L’uomo vive quando pensa agli altri

Nella liturgia della Parola di questa domenica, il profeta Geremia esprime la propria amarezza nei confronti di Dio: «Mi hai sedotto, Signore, e io mi sono lasciato sedurre; mi hai fatto violenza e hai prevalso. Quando parlo devo urlare, gridare: “Violenza! Oppressione!». Nella Bibbia la tematica del grido è centrale ed è unita spesso alle lacrime che ingolfano gli occhi, a gocce d’acqua trasparenti che, pur accecando le pupille, cercano la luce del Creatore: geografia perfetta della relazione tra umano e divino. Nel libro di Giobbe il protagonista afferma: «Non terrò chiusa la mia bocca, parlerò nell’angoscia del mio spirito, mi lamenterò nell’amarezza del mio cuore!» (Gb 7,11). Così si è espresso papa Francesco: «Si prega con la realtà. La vera preghiera viene dal cuore, dal momento che uno vive. È la preghiera nei momenti del buio, nei momenti della vita dove non c’è speranza, non si vede l’orizzonte. E tanta gente, tanta oggi, è nella situazione di Giobbe». La lamentazione, forma di preghiera del singolo e della comunità, ha sempre fatto fatica a trovare uno spazio adeguato nella teologia spirituale cristiana. Anche oggi, purtroppo, la regola sembra essere: «Impara a soffrire senza lamentarti!». Pare quasi che nella spiritualità e preghiera cristiane il lamento rivolto da Gesù al Padre al momento della sua morte in croce non sia un esempio degno di imitazione. La Bibbia, invece, a differenza di noi uomini –  troppo concentrati a dare risposte al problema della sofferenza – invita a versare, senza vergogna, gocce di pianto nell’otre di Dio: «Nel tuo otre raccogli le mie lacrime: non sono forse scritte nel tuo libro?» (Sal 56,9). Gocce in movimento che appartengono alla miseria dell’umano, portano gli occhi non a chiudersi, ma ad aprirsi misticamente: «La lacrima ha origine nel corpo, scorre dal corpo, ma non fa esattamente arte del corpo. È carne prediletta dall’anima, o anima corteggiata dalla carne» (J. L. Charvet). Dio sa che i nostri occhi hanno spesso sete di lacrime.
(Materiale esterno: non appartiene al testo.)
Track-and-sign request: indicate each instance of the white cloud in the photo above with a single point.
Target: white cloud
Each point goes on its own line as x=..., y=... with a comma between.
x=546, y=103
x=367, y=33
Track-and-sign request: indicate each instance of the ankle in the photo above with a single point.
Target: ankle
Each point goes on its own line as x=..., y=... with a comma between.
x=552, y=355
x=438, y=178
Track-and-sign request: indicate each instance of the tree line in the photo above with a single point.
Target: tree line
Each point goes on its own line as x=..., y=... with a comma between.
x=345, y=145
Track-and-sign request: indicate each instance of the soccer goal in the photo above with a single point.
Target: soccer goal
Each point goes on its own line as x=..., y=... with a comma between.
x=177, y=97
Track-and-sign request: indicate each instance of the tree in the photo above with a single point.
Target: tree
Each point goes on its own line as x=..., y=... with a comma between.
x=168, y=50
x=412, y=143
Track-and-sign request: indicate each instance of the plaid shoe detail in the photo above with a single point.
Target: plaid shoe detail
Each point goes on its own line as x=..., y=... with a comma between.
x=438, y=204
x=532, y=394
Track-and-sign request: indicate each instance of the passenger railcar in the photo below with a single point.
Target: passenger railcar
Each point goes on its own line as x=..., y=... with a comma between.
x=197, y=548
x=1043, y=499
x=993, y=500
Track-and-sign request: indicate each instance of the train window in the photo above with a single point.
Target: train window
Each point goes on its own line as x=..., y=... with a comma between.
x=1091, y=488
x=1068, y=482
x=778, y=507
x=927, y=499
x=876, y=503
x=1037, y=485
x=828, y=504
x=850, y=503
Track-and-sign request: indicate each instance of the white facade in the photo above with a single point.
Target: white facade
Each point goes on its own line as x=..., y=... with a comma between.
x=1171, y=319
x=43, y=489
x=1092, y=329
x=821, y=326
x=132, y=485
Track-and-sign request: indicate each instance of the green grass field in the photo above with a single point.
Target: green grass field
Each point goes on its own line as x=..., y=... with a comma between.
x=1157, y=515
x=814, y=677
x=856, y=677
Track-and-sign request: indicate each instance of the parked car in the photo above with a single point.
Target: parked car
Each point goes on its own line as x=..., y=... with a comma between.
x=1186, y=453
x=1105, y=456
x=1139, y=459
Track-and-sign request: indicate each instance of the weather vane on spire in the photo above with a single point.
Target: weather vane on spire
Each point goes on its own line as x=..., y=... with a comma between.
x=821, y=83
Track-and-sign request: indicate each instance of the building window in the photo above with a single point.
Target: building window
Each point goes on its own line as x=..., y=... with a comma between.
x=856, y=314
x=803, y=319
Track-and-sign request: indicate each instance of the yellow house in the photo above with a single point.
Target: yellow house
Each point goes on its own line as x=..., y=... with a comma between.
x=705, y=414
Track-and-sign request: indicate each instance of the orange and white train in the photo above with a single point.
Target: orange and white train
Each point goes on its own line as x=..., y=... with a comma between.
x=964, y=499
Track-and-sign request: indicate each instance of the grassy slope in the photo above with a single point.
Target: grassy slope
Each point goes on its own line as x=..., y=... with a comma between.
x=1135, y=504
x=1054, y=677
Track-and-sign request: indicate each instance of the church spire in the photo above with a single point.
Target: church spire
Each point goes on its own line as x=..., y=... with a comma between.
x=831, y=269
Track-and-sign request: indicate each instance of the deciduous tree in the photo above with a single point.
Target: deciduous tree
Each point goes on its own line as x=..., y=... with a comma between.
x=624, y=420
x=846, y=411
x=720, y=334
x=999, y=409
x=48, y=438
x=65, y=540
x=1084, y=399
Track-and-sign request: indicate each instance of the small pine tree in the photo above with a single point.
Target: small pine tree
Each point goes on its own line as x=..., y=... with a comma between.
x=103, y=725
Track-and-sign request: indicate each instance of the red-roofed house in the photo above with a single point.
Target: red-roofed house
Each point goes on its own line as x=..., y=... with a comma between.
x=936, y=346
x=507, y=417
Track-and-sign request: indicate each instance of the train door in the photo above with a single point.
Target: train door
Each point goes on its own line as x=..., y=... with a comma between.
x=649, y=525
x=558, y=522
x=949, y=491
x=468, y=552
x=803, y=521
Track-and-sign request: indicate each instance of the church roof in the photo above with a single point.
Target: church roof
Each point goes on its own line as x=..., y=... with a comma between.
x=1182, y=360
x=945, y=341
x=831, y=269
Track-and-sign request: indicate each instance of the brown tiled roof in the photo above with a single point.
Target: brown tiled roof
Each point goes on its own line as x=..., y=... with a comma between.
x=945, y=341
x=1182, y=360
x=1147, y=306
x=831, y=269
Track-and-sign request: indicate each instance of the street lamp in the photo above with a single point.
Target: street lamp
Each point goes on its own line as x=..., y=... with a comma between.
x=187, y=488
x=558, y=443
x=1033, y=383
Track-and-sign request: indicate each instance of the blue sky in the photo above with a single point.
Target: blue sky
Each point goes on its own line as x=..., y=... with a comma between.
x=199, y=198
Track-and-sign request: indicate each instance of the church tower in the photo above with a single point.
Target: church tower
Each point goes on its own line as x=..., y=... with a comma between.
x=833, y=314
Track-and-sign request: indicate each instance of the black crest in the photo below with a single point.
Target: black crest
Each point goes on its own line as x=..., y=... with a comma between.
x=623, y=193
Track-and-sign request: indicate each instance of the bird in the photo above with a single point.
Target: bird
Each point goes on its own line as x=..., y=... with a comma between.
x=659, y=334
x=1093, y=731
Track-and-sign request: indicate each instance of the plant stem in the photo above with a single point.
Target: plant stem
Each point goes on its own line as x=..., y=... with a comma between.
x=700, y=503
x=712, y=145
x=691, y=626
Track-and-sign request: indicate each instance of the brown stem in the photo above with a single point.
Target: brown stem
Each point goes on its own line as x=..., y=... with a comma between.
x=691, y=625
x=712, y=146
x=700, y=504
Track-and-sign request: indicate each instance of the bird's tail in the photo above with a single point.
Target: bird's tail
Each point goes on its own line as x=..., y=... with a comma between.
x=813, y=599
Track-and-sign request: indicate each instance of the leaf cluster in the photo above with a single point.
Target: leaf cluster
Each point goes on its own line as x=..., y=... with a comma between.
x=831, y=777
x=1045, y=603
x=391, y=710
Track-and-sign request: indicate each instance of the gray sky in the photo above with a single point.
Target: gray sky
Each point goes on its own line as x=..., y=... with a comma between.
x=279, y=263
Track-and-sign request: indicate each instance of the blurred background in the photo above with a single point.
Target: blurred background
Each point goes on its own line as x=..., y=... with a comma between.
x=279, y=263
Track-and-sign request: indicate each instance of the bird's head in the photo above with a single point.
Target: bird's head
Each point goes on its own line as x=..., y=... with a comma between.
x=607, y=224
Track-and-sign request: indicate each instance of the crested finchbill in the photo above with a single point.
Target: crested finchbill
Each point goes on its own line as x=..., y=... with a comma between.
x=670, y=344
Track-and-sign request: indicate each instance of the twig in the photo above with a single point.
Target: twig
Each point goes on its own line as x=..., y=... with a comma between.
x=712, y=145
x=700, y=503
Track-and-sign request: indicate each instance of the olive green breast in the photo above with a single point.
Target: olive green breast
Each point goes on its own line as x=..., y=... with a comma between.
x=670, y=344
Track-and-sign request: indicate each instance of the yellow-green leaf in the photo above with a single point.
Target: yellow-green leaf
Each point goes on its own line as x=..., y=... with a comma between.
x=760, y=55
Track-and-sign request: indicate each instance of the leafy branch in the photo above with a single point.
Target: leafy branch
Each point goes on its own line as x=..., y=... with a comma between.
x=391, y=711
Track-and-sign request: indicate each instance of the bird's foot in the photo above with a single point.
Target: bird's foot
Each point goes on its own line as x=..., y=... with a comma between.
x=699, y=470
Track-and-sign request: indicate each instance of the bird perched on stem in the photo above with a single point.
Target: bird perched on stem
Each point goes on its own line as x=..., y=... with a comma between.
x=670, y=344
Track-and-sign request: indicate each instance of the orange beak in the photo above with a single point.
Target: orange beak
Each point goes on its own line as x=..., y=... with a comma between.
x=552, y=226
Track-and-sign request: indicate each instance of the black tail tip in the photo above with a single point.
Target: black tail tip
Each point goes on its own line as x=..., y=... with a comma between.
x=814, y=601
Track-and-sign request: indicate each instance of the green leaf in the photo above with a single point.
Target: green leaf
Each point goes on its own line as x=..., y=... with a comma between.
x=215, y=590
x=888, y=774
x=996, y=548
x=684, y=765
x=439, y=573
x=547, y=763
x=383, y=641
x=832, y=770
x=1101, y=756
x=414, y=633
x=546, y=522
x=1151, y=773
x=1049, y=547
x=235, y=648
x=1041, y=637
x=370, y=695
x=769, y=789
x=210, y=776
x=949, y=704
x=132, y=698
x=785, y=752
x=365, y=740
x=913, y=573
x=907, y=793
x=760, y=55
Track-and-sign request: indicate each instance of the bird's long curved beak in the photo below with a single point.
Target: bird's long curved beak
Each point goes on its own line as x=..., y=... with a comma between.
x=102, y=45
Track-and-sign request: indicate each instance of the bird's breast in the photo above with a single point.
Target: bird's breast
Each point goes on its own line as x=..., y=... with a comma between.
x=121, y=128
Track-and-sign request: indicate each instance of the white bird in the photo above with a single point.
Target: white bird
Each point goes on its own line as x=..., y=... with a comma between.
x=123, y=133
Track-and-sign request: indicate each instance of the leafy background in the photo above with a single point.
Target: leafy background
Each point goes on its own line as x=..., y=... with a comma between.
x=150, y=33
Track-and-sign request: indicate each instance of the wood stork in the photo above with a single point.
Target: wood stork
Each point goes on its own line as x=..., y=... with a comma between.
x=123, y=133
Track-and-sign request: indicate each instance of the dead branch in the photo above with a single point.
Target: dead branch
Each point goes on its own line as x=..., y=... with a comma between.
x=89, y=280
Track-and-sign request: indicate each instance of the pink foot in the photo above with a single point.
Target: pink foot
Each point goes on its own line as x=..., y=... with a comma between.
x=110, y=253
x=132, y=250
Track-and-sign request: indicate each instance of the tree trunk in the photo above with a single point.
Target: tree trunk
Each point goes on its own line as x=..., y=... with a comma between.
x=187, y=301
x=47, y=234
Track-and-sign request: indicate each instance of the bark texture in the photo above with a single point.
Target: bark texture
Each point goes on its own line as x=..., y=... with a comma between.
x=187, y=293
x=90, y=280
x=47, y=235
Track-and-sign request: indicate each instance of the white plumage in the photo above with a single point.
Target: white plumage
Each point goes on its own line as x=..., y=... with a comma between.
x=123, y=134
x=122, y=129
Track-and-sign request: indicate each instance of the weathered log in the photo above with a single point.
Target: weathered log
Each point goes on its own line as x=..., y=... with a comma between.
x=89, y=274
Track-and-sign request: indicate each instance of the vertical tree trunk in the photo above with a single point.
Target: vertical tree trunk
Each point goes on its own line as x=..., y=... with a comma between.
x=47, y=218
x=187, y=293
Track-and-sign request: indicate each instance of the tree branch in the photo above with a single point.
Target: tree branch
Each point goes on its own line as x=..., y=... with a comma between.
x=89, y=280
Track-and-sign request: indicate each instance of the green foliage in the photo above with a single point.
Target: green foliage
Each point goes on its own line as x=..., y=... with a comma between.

Nella pagina evangelica i discepoli non comprendono che Gesù dovrà «soffrire molto da parte degli anziani, dei capi dei sacerdoti e degli scribi, e venire ucciso e risorgere il terzo giorno». Pietro risponde così a Gesù: «Dio non voglia, Signore; questo non ti accadrà mai». Dura la risposta del Messia: «Va’ dietro a me, Satana! Tu mi sei di scandalo, perché non pensi secondo Dio, ma secondo gli uomini!». La nuova traduzione italiana del verbo opiso, vieni dietro, invece di allontanati, rende giustizia al testo. Pietro non comprende il senso della sequela cristiana: la sofferenza trova l’ultima parola nella risurrezione. Gesù, infatti, non ci salva dalla morte, ma nella morte: morendo lui stesso, e facendo passare anche noi attraverso le nostre croci quotidiane, ci spalanca – anche su questa terra – le porte della vita eterna: «Chiunque vive e crede in me, non morirà in eterno» (Gv 11,26).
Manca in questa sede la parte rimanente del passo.